The Atlantic

The Atlantic (until 2007 officially The Atlantic Monthly, also previously but already colloquially (The) Atlantic ) is an American magazine. She commented originally mainly literary and cultural topics and today contains articles and commentaries on politics and foreign policy as well as reviews.

Originally a monthly magazine, The Atlantic today appears ten times a year and has 425,000 subscribers.

History

The Atlantic Monthly was founded in 1857 in Boston as a monthly magazine by a group of writers who were among those Ralph Waldo Emerson, Henry Wadsworth Longfellow, Oliver Wendell Holmes, Sr., and James Russell Lowell.

Julia Ward Howe's Battle Hymn of the Republic first appeared in The Atlantic Monthly ( February 11, 1862), as well as William Parker's The Freedman 's Story ( in February and March 1866). In August 1963, the magazine published the defense of civil disobedience by Martin Luther King, Jr. in his Letter from Birmingham Jail. The magazine was a point of connection between Emily Dickinson and Thomas Wentworth Higginson - after she read an article by Higginson in the Atlantic, Dickinson asked him to be her mentor. The Atlantic Monthly also has many of the works of Mark Twain published, including a text which was not published until 2001.

The journal also published several speculative articles that inspired the development of new technologies. The classic example is Vannevar Bush's essay As We May Think in July 1945 that inspired Ted Nelson and Douglas Engelbart to the development of hypertext technology.

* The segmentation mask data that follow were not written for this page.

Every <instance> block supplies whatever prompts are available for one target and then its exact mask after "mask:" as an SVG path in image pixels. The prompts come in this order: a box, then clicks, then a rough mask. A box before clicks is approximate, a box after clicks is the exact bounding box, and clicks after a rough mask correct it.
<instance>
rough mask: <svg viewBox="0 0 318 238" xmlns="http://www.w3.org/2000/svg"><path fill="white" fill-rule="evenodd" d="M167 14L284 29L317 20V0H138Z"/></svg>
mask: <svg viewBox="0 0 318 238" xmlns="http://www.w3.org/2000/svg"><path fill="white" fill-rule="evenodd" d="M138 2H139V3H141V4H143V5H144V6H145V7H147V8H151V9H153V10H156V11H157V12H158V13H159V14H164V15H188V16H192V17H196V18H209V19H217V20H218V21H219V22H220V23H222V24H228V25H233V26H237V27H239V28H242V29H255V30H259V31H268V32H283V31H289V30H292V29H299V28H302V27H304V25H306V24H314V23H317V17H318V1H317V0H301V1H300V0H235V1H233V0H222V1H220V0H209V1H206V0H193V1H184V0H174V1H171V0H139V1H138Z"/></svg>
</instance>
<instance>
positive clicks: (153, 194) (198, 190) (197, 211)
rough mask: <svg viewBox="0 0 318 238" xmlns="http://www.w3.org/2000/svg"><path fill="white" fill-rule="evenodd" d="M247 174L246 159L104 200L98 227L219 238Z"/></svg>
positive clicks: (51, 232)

The Atlantic is getting noticed among the literary magazines due to its special ties to New England what it magazines such as Harper's and later the New Yorker, both of which are located in New York City, is different.

Since the third year of their publication, the magazine was moved by the publisher Ticknor and Fields, who later became a part of Houghton Mifflin was. The magazine was bought during the First World War by its then editor Ellery Sedgwick, but remained in Boston.

A sale of the magazine was publicly announced on 27 September 1999 again, which belongs this time by Mort Zuckerman to David Bradley, the owner of the beltway to the National Journal Group. Bradley visited the offices and promised there would be no major changes, including a move to Washington DC

The editors of the magazine announced in April 2005 that the editorial offices would move from the ancestral seat 77 North Washington St., Boston, to the advertising and sales department to Washington, DC to thrust; This was justified by the high real estate prices in Boston. In August, Bradley told the New York Observer that the cost savings only amounts to $ 200,000-300,000 and would be consumed by expenses for severance again. The reason for the move was, therefore, to gather the best minds of Bradley's publications in a place where they could work together. Of the employees in Boston only a few were in agreement with a parade, which allowed Bradley to look for new editorial staff. Also in 2005, The Atlantic announced in the future to publish more short stories in the regular issues and it bring out an annual special edition.

Having already appeared in the magazine in 2001, only eleven times ( pooling of July and August issue ) and now only ten times a year, she called at the end of 2007 by The Atlantic Monthly in The Atlantic has to offer.

The journal publishes in a long time cryptic crosswords that are created by Emily Cox and Henry Rathvon.